[openstack-dev] Fwd: [Senlin]Support more complicated scaling scenario

jun.xu.sz at 139.com jun.xu.sz at 139.com
Mon Nov 23 07:11:01 UTC 2015


Thanks HU yanyan, I still has some question about your answers, and I respond inline.


2015-11-20 16:06 GMT+08:00 xujun at cmss.chinamobile.com <xujun at cmss.chinamobile.com>:
Thanks yanyan!

Xu Jun is a contributor from CMCC. He asked a very interesting question about cluster scaling support in Senlin. To make the discussion more thorough, I just post the question and my answer here.

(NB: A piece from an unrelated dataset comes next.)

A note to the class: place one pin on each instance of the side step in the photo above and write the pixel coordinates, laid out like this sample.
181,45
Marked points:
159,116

The question from Jun is as following:

For an action, senlin will check all according polices, like if a cluster attach two scaling-in polices, 
the two scaling-in polices will be checked when doing a scaling-action on this cluster. This is not same as  OS::Heat::ScalingPolicy in heat?
How should I use senlin for following cases?
1.  15% < cpu_util  < 30%,  scaling_in 1 instance
2.   cpu_util < 15%, scaling_in 2 instances

This is a very interesting question and you're right about the difference between Senlin ScalingPolicy and OS::Heat::ScalingPolicy. In Heat, OS::Heat::ScalingPolicy is actually not just a policy. It is a combination of a webhook and a rule about how ASG respond to the webhook triggering(resource signal). So you can define two different OS::Heat::ScalingPolicy instances to make them deal with two cases you described respectively.

But in Senlin, ScalingPolicy is a REAL policy, it only describes how a Senlin cluster react to an action triggered by Senlin webhook which is defined separately. The problem is when an cluster action e.g. CLUSTER_SCALE_IN is triggered, all policies attached to it will be checked in sequence based on policies priority definition. So if you create two Senlin ScalingPolicy and attach them to the same cluster, only one of them will take effect actually.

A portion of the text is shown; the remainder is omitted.